Воробушек выяснил, что у Марины есть знакомая, которая непрочь обзавестись добрым молодцем. А то что-то все злые попадаются.
– Воробушек, Катью устроил бы бульвар Ришар-Ленуар, поверь.
Денис гоготнул. Альберто пожал плечами:
– Вы что, не любите свой город?
Нет, ну кто ж его не любит. Полжизни там прожито (вторая половина – в Чебоксарах: художественное училище, замужняя жизнь с чужими родителями, незамужняя – с канувшим бизнесменом), никому дурного слова сказать про Новочебоксарск не разрешается. Другое дело, что окна квартиры на химзавод выходят, а снизу машины – жжух! жжух! (правда, это как музыка). Летом иной раз просыпаешься от запаха серы или хлорки – а нечего с открытыми окнами спать! Город был построен во имя и в честь химзавода, и всякий, кто сюда ехал, знал, что селиться надо с подветренной стороны. Либо не селиться вообще. Либо помалкивать.
Как-то разом все опостылело: работа, к живописи отношения не имеющая, подъезд родительского дома, остановка автобуса, идущего до Чебоксар, магазин на углу улицы, хамство отца, лужа разливанная возле аптеки, мамино нытье про осеменителя на ишаке и еще – ощущение одиночества, постоянных потерь. Вернее, настоящая потеря была одна – Вадим. Но страшно на всю жизнь стало.
– Воробушек, ну захотелось мне уехать. Твоя мама перебралась в Париж из Сарагосы, некоторые из Казахстана удрали (Корто расселся как барин и делает вид, что не слушает), а сколько в России тех, что в Москву подались! Почему мне-то нельзя?

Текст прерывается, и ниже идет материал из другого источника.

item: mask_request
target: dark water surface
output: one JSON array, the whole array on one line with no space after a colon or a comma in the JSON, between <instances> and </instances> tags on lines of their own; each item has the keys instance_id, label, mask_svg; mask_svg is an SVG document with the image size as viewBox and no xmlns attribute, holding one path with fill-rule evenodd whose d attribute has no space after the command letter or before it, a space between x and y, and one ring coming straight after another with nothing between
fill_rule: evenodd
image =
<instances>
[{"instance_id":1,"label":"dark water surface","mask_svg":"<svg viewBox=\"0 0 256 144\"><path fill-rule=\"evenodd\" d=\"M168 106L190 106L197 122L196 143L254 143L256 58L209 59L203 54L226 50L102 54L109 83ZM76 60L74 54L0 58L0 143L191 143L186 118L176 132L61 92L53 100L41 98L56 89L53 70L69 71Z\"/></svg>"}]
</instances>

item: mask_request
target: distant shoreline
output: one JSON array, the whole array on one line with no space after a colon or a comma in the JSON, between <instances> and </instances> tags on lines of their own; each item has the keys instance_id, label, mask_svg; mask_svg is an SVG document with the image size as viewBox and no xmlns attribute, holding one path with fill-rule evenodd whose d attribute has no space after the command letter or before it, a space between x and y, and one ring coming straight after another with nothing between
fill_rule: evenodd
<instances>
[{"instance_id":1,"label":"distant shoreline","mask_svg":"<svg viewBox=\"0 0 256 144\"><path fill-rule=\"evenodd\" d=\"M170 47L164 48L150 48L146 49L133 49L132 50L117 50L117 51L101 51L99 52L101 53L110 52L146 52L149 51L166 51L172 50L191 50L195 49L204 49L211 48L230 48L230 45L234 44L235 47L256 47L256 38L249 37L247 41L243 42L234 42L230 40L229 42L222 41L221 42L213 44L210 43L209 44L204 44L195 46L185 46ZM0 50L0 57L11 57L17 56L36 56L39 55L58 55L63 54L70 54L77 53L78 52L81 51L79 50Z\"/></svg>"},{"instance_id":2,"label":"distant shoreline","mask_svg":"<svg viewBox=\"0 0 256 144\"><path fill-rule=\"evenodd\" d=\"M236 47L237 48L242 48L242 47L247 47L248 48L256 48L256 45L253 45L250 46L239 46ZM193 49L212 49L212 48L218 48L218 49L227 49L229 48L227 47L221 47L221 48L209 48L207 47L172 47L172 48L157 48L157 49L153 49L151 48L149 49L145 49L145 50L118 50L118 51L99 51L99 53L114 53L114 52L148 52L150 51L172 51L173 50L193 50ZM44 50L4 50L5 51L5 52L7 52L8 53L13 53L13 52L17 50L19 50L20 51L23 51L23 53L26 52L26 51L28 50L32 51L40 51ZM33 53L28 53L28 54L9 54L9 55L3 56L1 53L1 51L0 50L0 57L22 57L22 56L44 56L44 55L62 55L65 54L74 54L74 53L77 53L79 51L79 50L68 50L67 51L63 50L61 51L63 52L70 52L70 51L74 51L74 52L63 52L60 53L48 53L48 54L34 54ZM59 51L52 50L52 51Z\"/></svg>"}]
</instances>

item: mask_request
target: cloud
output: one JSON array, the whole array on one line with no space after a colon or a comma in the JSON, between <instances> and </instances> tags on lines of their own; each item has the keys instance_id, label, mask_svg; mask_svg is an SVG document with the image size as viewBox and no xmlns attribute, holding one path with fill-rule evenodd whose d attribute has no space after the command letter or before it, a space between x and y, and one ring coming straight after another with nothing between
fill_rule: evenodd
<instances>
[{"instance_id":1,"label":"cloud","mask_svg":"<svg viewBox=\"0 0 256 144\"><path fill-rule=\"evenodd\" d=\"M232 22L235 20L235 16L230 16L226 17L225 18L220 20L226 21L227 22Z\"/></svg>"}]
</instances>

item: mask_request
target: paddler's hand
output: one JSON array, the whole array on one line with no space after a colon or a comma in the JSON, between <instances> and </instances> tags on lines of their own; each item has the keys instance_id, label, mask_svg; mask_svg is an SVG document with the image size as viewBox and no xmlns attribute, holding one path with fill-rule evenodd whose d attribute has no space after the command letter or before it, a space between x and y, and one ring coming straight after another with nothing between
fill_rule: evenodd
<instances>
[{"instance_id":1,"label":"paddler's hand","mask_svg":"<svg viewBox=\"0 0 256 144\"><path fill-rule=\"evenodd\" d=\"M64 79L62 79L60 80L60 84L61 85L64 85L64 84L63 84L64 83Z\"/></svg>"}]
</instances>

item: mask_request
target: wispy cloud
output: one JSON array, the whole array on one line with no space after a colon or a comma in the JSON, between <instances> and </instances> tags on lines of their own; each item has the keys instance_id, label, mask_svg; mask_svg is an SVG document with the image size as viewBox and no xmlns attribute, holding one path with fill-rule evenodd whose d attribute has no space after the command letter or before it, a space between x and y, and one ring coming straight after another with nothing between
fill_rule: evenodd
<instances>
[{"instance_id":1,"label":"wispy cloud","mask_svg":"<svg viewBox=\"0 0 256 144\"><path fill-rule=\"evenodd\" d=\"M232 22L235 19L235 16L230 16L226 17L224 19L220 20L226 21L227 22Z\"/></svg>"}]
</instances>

Воробушек покосился на Марину.
– Кажется, я… – оглянулся: Денис, как сказать по-английски: “Je l’ai piqué au vif”?
– Воробей говорит, что наступил тебе на мозоль.
Корто ведет себя с напускной небрежностью. Ей это даже нравится. Но и неловко. Воробушек, наверно, думает – попал, пять суток в обществе нахала.
– Скажи ему, нет у меня никаких мозолей. Просто я не хочу туда возвращаться.
67
Воробушек направил колеса в Дордонь – там в деревушке ждала ночевка.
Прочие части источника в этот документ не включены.